Eve Gleichman Wins 2016 KR Short Fiction Contest
We are pleased and excited to announce the winners of the ninth annual Kenyon Review Short Fiction Contest.
- First Prize: Eve Gleichman, “Butter”
- Runner-up: Dan Reiter, “Dance of the Old Century”
- Runner-up: Adam Soto, “The Babymoon”
- Honorable Mention: Geeta Tewari, “How I Became a Man”; Teresa Scollon, “Christmas Eve”
Judge Jaimy Gordon writes:
“Butter” is more minimalist in language and mundane in milieu than the kinds of fiction I usually incline to, but a certain gutsy integrity (integrity being a fictional illusion like any other) won me over. The voice the author has developed for the story is flat, terse, hypnotic, almost whispered; and it feels intensely candid. This is a work story, but not precisely about work. Rather, the narrator lets us in on an epoch of repeated humiliation under a sadistic boss that she experiences as almost a victory in a time of erotic heartbreak. There’s a pattern of self- and other-disgust, while many images of heat, melting, burning, flash by. These sophisticated paradoxes explode into an ending—unresolved yet satisfying—that I didn’t see coming. Is the narrator’s ride on a motorcycle behind her hated boss an act of ecstatic communion or of despair and self-immolation? It’s both, of course. The story’s surprises show abundantly how confessional realism, to be effective, requires as much imagination as any other fictional approach.
“Dance of the Old Century”: I both like and am embarrassed (in a good way) by this fragmented fictional meditation on time, vanity, anxiety, and the peculiar relations that take place between public and private in even the most intimate recesses of the so-called self. The setting is Paris, as it is now, since the terrorist attacks, and as it was such a little while ago, in what the protagonist perceives as the ecstatic, even orgasmic, innocence of the end of the “old” century, when he frequented dance bars like l’Enfer and the Bataclan. In the new century he has grown a beard, ethnic or stylish, that worries him—what do others see in it? He is married now, with a child—is it he or Paris that is so changed? Literally central to the story is a deft small scene from the “old” century in which he follows two Arab boys off a metro to a desolate playground in Vanves, on the outskirts, to score hashish—with an easy daring that would be impossible now.

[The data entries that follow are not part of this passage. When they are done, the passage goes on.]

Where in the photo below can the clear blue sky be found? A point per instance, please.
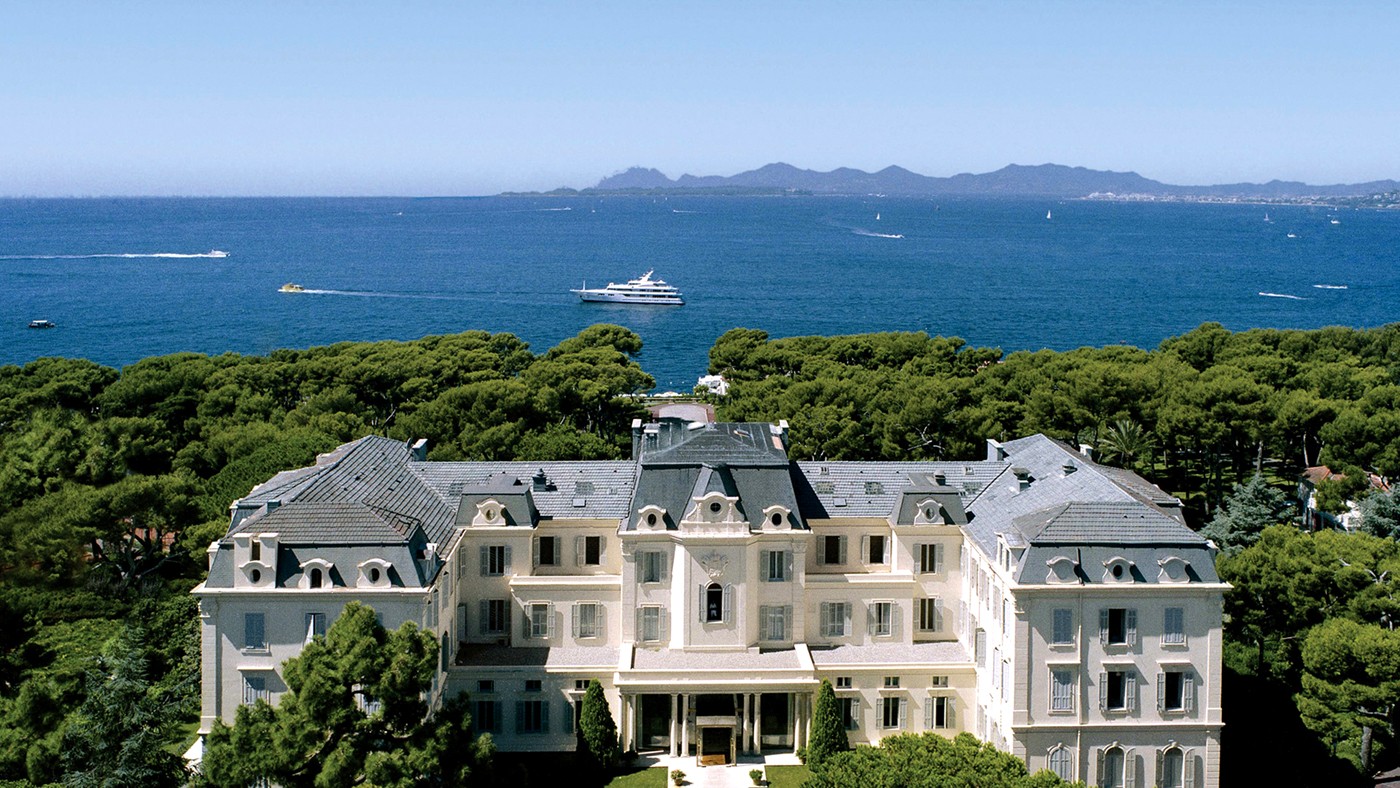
(458, 98)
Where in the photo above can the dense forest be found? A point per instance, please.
(112, 482)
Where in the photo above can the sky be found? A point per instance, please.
(423, 98)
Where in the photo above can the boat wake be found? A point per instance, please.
(212, 254)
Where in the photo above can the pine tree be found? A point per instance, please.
(598, 745)
(828, 731)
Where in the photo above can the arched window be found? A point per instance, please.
(714, 602)
(1061, 763)
(1110, 771)
(1172, 771)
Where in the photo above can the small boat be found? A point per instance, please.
(643, 290)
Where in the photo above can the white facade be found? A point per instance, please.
(1047, 605)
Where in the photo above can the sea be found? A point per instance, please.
(125, 279)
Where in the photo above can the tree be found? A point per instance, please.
(125, 728)
(927, 760)
(828, 731)
(1248, 511)
(598, 748)
(353, 713)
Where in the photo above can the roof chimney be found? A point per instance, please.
(1022, 479)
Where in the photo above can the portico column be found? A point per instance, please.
(685, 725)
(675, 725)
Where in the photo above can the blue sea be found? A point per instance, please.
(132, 277)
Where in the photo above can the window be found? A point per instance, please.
(1061, 689)
(255, 689)
(930, 559)
(590, 550)
(773, 566)
(588, 619)
(836, 619)
(486, 717)
(546, 552)
(1117, 690)
(892, 713)
(850, 713)
(315, 626)
(930, 615)
(531, 717)
(1173, 626)
(653, 566)
(1061, 763)
(875, 549)
(494, 617)
(714, 603)
(1171, 771)
(1063, 630)
(1117, 626)
(1176, 690)
(938, 714)
(1110, 767)
(539, 620)
(648, 626)
(773, 622)
(255, 636)
(830, 550)
(882, 619)
(496, 560)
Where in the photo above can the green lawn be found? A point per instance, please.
(646, 778)
(787, 776)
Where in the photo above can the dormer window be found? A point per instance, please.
(1173, 570)
(374, 574)
(1117, 570)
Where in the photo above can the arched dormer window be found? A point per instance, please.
(1117, 570)
(1063, 570)
(930, 512)
(315, 573)
(777, 517)
(653, 517)
(1173, 570)
(374, 573)
(489, 512)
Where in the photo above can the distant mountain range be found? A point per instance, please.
(1046, 179)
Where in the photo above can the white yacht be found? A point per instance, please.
(644, 290)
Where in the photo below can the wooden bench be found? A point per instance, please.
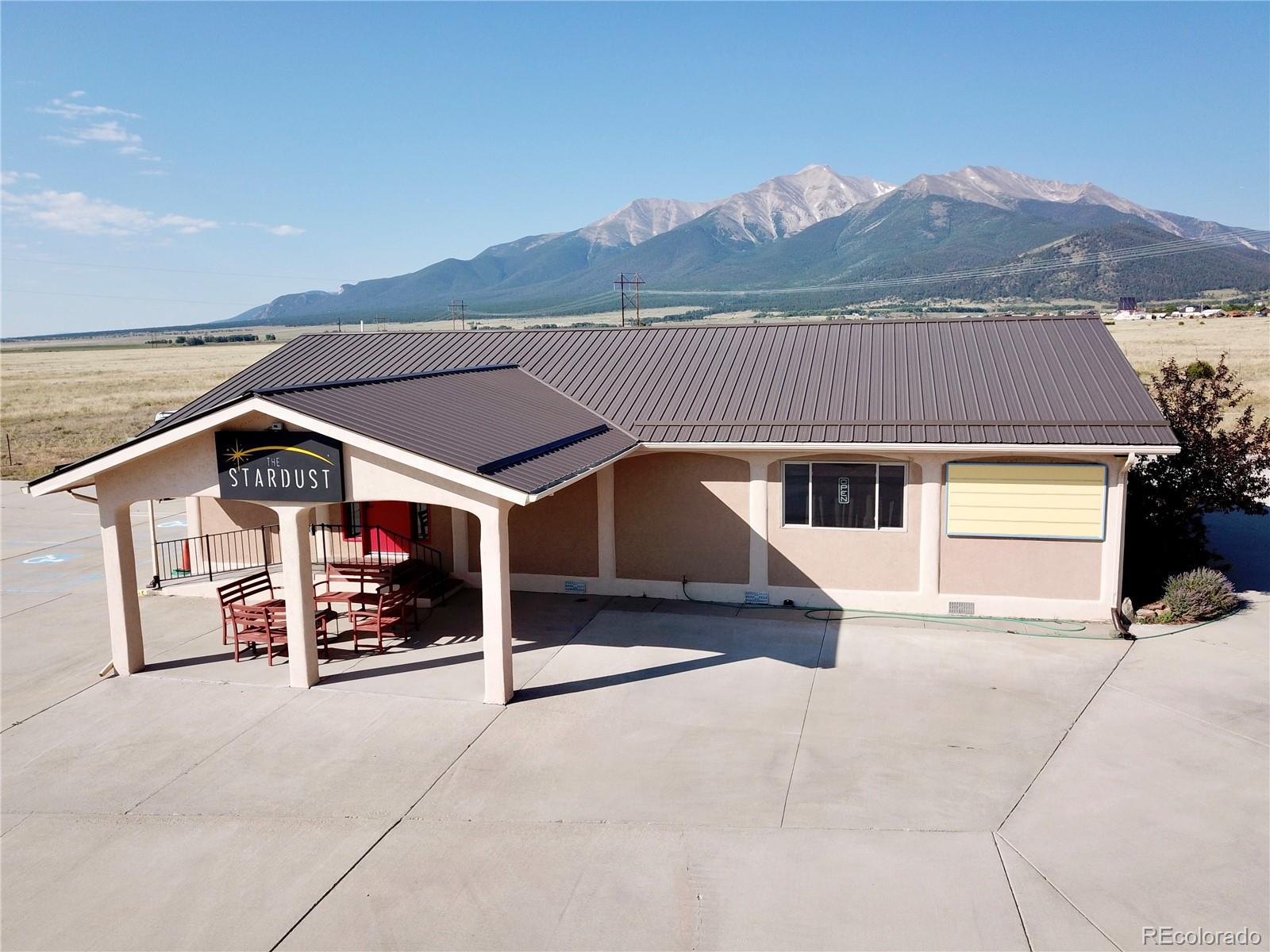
(239, 590)
(387, 615)
(268, 624)
(368, 578)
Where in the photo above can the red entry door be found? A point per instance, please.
(395, 518)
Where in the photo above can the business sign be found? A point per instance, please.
(279, 466)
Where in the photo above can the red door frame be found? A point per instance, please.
(391, 514)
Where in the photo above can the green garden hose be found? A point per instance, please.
(1045, 628)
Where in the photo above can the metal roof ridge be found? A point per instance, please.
(368, 381)
(722, 325)
(524, 456)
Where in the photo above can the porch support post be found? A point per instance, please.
(1113, 545)
(495, 602)
(298, 589)
(930, 527)
(759, 522)
(606, 528)
(121, 587)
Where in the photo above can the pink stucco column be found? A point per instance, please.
(298, 589)
(495, 601)
(931, 528)
(121, 587)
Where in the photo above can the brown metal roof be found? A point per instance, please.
(497, 422)
(1018, 380)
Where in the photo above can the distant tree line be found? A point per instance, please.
(194, 340)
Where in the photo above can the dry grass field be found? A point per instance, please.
(60, 405)
(63, 405)
(1245, 342)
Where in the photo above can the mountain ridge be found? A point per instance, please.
(779, 234)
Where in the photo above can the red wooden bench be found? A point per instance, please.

“The Babymoon”: Shruti and Ana, a lesbian couple, have traveled to Pondicherry (and are headed for Sri Lanka) to celebrate their future pregnancy, planned for immediately after they return. Every turn of this image-rich, lush, prismatic excursion into lyrical realism—one traveler’s “stomach thing,” the other’s choice to go out alone, the unsettling sight of a flooded museum, losing each other in monsoon rain—turns out to have been a (failed) test of the devotion and readiness for self-sacrifice of its two protagonists. The story reveals poignantly how unready the two are, or rather, fear that they are, to become a perfect family. Their dilemma is illuminated by myth when the two women land by chance at a children’s performance of a tale from the Ramayana, concerning the services the marvelously loyal and helpful Hindu monkey god Hanuman renders to Rama—just as the story reaches its delicately uncertain denouement.
The winner and runners-up will be published in the Jan/Feb 2017 issue of The Kenyon Review and will appear concurrently on KROnline in January 2017.
Welcome to the 2017 Kenyon Review Short Fiction Contest!
The contest is open to all writers who have not yet published a book of fiction. Submissions must be 1,200 words or fewer. The Kenyon Review will publish the winning short story in the Jan/Feb 2018 issue, and the author will be awarded a scholarship to attend the 2017 Writers Workshop in Gambier, Ohio. Additional info on the Writers Workshop is available here.
- Writers must not have published a book of fiction at the time of submission. (We define a “published book of fiction” as a novel, novella or short story collection written by you and published by someone other than you in print, on the web, or in ebook format.)
- Stories must be no more than 1,200 words in length.
- One submission per entrant.
- Please do not simultaneously submit your contest entry to another magazine or contest.
- Please do not submit work that has been previously published.
- All entries will be read blind. Before you submit, please remove your name and any other identifying information from your manuscript.
- The submissions link will be active January 1st to 31st. All work must be submitted through our electronic system. We cannot accept paper submissions.
- A $20 entry fee will be collected at the time of submission. Your new subscription to The Kenyon Review will start with the Mar/Apr 2017 issue. Current subscribers will receive a one-year extension on their current subscription. Please note: we are only able to offer domestic print subscriptions for this special contest rate. If you live overseas, we will happily fulfill a digital subscription.
- Winners will be announced in the late spring. You will receive an e-mail notifying you of any decisions regarding your work.